Number of openings : 7

Role Overview :

You will architect and operate globally distributed infrastructure that powers high-traffic applications used by millions of users. The role demands deep expertise in cloud platforms, distributed systems, Kubernetes ecosystems, high-performance networking, and reliability engineering.

You will design platforms that allow engineering teams to deploy and scale services rapidly while maintaining strict SLO-driven reliability standards.
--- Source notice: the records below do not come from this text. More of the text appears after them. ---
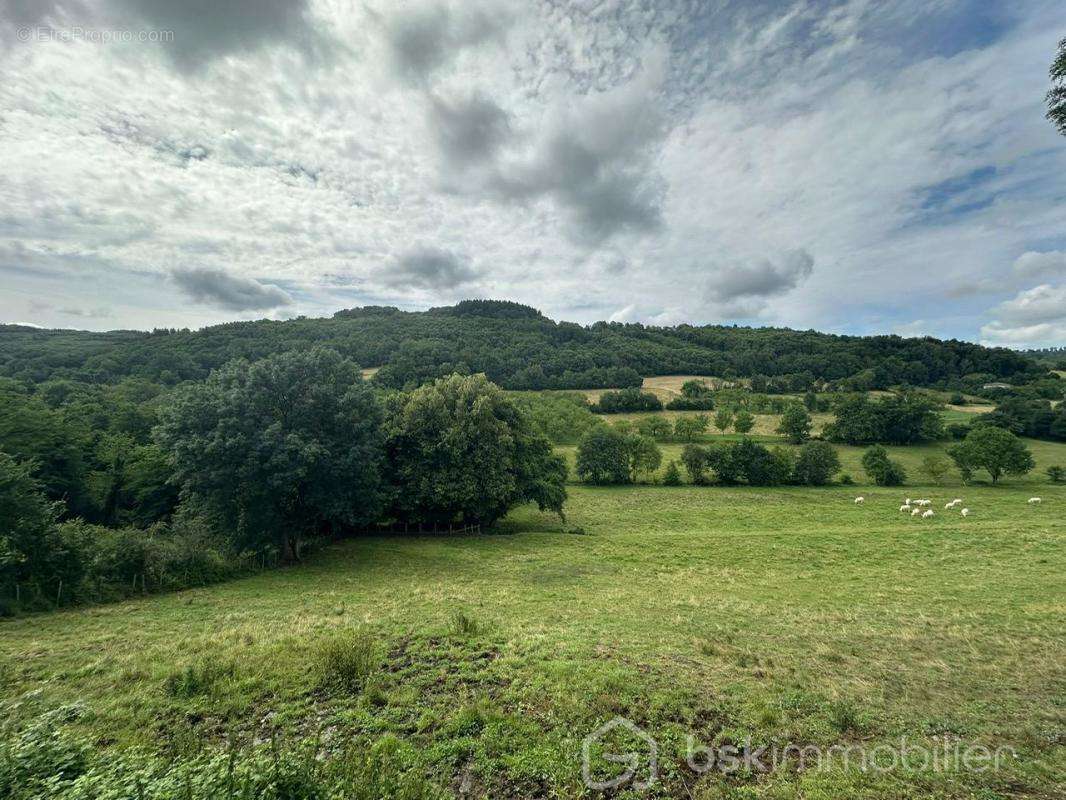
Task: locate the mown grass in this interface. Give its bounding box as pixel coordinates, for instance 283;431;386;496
555;433;1066;494
0;469;1066;798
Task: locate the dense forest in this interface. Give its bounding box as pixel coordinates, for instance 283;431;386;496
0;300;1050;391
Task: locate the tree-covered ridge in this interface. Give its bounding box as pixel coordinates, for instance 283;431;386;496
0;300;1047;389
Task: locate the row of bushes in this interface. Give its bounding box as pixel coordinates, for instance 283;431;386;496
681;438;840;486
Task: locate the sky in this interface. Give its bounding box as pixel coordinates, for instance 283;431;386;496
0;0;1066;348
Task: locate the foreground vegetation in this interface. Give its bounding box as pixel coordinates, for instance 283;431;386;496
0;482;1066;798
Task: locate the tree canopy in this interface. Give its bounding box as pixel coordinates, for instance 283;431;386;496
156;349;384;558
948;426;1036;483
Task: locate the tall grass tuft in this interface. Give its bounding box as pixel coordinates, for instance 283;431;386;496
317;631;382;692
448;609;482;636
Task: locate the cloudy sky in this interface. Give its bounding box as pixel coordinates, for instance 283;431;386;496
0;0;1066;347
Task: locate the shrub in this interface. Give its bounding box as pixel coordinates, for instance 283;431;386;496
636;416;674;439
946;422;972;441
666;395;714;411
674;414;711;442
948;426;1035;483
733;411;755;433
777;404;811;445
577;427;631;484
663;461;681;486
792;442;840;486
681;445;708;486
922;455;951;486
510;391;603;445
317;631;382;691
862;445;907;486
730;439;793;486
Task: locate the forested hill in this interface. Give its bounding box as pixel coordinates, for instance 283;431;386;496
0;300;1046;389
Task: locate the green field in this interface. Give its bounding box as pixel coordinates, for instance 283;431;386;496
0;454;1066;798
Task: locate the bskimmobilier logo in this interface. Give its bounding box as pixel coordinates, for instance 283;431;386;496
581;717;659;791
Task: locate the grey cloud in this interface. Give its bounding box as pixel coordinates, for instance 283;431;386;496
382;247;479;290
708;250;814;301
488;46;667;242
171;268;292;311
385;3;512;84
994;284;1066;327
112;0;321;70
0;0;86;27
429;93;511;166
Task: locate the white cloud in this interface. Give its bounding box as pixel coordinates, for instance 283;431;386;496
0;0;1066;343
981;284;1066;347
1014;250;1066;278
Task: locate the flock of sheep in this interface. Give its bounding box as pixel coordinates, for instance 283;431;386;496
855;497;1041;519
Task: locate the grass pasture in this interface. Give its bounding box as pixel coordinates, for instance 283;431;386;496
0;473;1066;799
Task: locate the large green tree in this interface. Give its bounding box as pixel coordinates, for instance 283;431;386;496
156;349;383;559
1048;38;1066;137
577;427;632;484
948;426;1036;483
386;374;567;526
0;451;82;598
777;403;811;445
792;442;840;486
862;445;907;486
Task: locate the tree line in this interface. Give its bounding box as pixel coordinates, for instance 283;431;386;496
0;301;1048;393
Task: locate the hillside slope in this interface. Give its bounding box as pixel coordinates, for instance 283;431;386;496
0;301;1046;389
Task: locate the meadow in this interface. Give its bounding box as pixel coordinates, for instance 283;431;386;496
0;422;1066;798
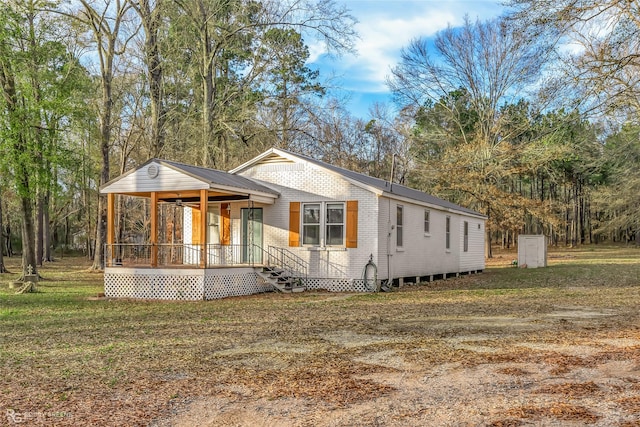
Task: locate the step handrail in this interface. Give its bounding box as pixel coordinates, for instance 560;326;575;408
267;246;309;279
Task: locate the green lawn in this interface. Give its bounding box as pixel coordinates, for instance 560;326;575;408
0;247;640;425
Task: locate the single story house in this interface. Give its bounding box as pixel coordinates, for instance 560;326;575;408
100;148;486;300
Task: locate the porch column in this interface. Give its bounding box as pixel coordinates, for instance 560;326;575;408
150;191;158;267
200;190;209;268
106;193;116;267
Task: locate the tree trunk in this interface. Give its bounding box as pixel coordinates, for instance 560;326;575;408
20;197;38;275
42;189;53;262
138;0;167;157
0;192;7;273
35;194;44;266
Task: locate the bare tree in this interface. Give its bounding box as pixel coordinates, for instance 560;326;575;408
388;18;553;256
60;0;138;270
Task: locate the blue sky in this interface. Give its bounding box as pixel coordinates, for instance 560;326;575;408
309;0;504;118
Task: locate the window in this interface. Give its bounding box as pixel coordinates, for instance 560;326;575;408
464;221;469;252
396;206;403;248
302;203;320;245
325;203;344;246
302;203;345;246
424;210;431;234
445;216;451;250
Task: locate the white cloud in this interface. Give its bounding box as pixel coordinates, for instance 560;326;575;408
307;0;503;115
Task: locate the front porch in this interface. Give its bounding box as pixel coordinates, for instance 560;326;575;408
100;159;296;300
104;244;307;301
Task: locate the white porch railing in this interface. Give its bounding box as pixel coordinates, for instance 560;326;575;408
105;243;264;268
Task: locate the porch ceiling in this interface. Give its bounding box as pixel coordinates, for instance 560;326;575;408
100;159;279;204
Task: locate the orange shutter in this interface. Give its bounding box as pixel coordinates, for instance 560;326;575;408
289;202;300;246
191;208;202;245
220;203;231;246
346;200;358;248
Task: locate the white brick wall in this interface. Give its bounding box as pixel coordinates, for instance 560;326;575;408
241;162;484;279
242;163;378;279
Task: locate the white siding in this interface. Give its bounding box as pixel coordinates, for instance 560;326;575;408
381;198;460;278
459;221;485;272
102;162;209;193
241;162;379;279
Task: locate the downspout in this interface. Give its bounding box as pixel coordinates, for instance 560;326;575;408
387;153;396;286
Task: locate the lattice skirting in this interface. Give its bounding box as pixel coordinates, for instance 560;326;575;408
204;269;273;299
305;278;373;292
104;268;273;301
104;267;372;301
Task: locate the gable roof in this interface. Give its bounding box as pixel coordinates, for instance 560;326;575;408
229;148;486;218
159;160;278;196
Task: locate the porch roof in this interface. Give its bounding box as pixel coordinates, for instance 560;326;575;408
100;159;279;204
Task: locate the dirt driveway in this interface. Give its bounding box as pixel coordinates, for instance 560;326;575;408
154;267;640;427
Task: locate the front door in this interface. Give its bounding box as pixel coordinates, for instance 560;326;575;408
241;208;262;264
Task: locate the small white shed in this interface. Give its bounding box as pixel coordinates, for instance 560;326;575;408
518;234;547;268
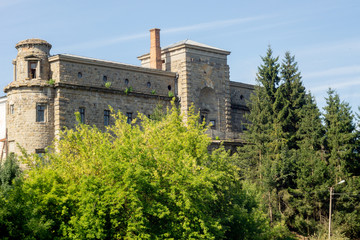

This includes building infrastructure that automatically scales, self-recovers from failures, and operates with minimal human intervention.

Key Responsibilities :

- Architect multi-region, high-availability cloud infrastructure across AWS, GCP, or Azure

- Build scalable Kubernetes-based platforms supporting large microservice ecosystems

- Implement Infrastructure as Code using Terraform or Pulumi to automate provisioning

- Design GitOps-driven CI/CD systems enabling safe, zero-downtime deployments

- Build advanced observability platforms using Prometheus, OpenTelemetry, and Grafana

- Implement service mesh architectures using Istio / Envoy for secure service networking

- Define and enforce SLOs, SLIs, and error budgets to ensure reliability at scale

- Implement self-healing infrastructure, autoscaling systems, and chaos engineering practices

- Optimize infrastructure for low latency, high throughput, and cost efficiency

Core Technology Stack :

- Linux, Kubernetes, Docker, Terraform, Pulumi, AWS, GCP, Azure, Go, Python, eBPF, Istio, Envoy, Helm, ArgoCD, GitOps, Prometheus, OpenTelemetry, Grafana, HashiCorp Vault, OPA, distributed systems architecture, multi-region infrastructure, platform engineering, SRE practices, service networking, and edge infrastructure.